The Medlen case, Turner says, is simply about the sentimental value of property not people.
"First of all, you don't own your sibling or your grandparent. And secondly, we're not seeking mental anguish damages. That's a damage that's recoverable in tort law for various tort cases. We're not talking about mental anguish. We're talking about the value of property," he says.
According to an amicus brief filed by numerous pet-industry groups, including the American Kennel Club and the American Veterinary Medical Association, affirming Medlen and allowing dog owners to recover for "emotion-based" damages would contribute to rising veterinary bills and make it more difficult for pets to receive medical care.

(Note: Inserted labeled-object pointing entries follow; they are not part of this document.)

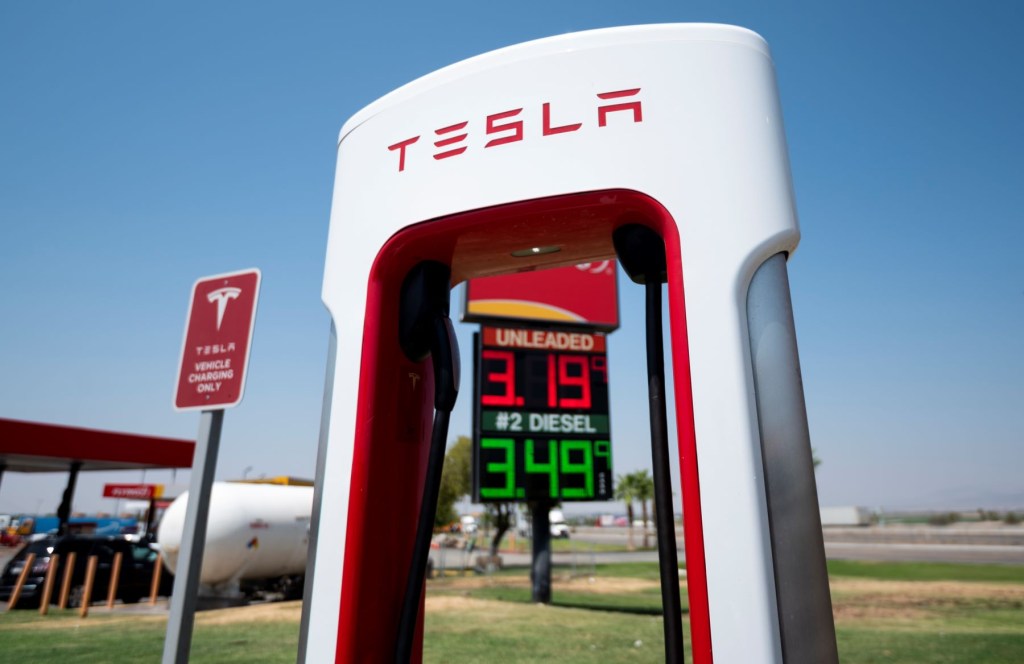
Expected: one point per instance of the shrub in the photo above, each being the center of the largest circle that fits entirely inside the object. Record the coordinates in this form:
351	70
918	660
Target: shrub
944	519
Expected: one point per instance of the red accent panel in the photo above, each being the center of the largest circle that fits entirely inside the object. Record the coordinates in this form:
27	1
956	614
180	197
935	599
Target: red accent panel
549	130
495	127
393	412
37	446
696	568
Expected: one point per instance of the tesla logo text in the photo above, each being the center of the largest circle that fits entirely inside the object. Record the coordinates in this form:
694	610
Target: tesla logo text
509	126
220	296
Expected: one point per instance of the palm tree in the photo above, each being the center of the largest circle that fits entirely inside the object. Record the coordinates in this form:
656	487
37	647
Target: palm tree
626	491
644	490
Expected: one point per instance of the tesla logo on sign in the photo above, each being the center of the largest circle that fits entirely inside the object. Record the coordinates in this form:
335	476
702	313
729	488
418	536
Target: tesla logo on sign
221	297
218	334
510	126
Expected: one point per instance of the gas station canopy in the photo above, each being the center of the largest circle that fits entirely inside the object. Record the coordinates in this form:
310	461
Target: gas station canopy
33	447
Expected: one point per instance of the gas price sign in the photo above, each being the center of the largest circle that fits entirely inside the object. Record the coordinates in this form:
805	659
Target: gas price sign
541	416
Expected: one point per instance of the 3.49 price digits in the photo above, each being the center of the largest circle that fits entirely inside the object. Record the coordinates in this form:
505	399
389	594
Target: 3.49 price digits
558	469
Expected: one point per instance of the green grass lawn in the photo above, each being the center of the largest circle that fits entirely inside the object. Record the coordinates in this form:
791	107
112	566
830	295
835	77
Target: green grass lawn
892	613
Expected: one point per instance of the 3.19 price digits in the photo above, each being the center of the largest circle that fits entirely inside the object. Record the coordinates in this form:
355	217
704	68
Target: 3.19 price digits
548	380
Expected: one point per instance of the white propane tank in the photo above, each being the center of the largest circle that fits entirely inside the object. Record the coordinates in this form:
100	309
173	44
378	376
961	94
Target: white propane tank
253	532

"If you care about the welfare and health of animals, the most important thing is for them to have access to quality and affordable care. And if we inject emotion-based damages into the pet-care community the way it's been done in the human health-care system, the losers will be the pets themselves, who will suffer by not getting needed care or potentially being euthanized when their owners can no longer afford the cost of treatment," says Phil Goldberg, a partner in the Washington D.C. office of Shook Hardy & Bacon, who filed the brief on behalf of pet-industry groups.
"Clearly, the law in Texas has been moving toward having a more restrained system. The change being sought here is being sought by the plaintiffs. They are looking to change liability law that hasn't existed anywhere in the country and has never existed in Texas," Goldberg says.
An amicus brief filed by the Texas Municipal League, Texas City Attorneys Association and the city of Arlington includesa graphic picture of an Arlington boy's mangled arm after he was bitten by a pit bull and treated at a hospital.
"It came pretty close to biting the child's arm off,"says Robert Fugate, an assistant Arlington city attorney who filed the brief on behalf of the municipal groups. He says including photo was necessary to make a point: "The Fort Worth Court of Appeals opinion focused very heavily on the pets. Dogs are truly man and woman's best friend. But it didn't seem to consider other dogs and what our police officers and our animal services people have to deal with."
Fugate says his primary problem with Medlen is allowing plaintiffs to recover "emotional damages" from municipal defendants.
"When you allow for emotional damages, you're creating an almost unlimited standard that varies from juror to juror and jury to jury," he says.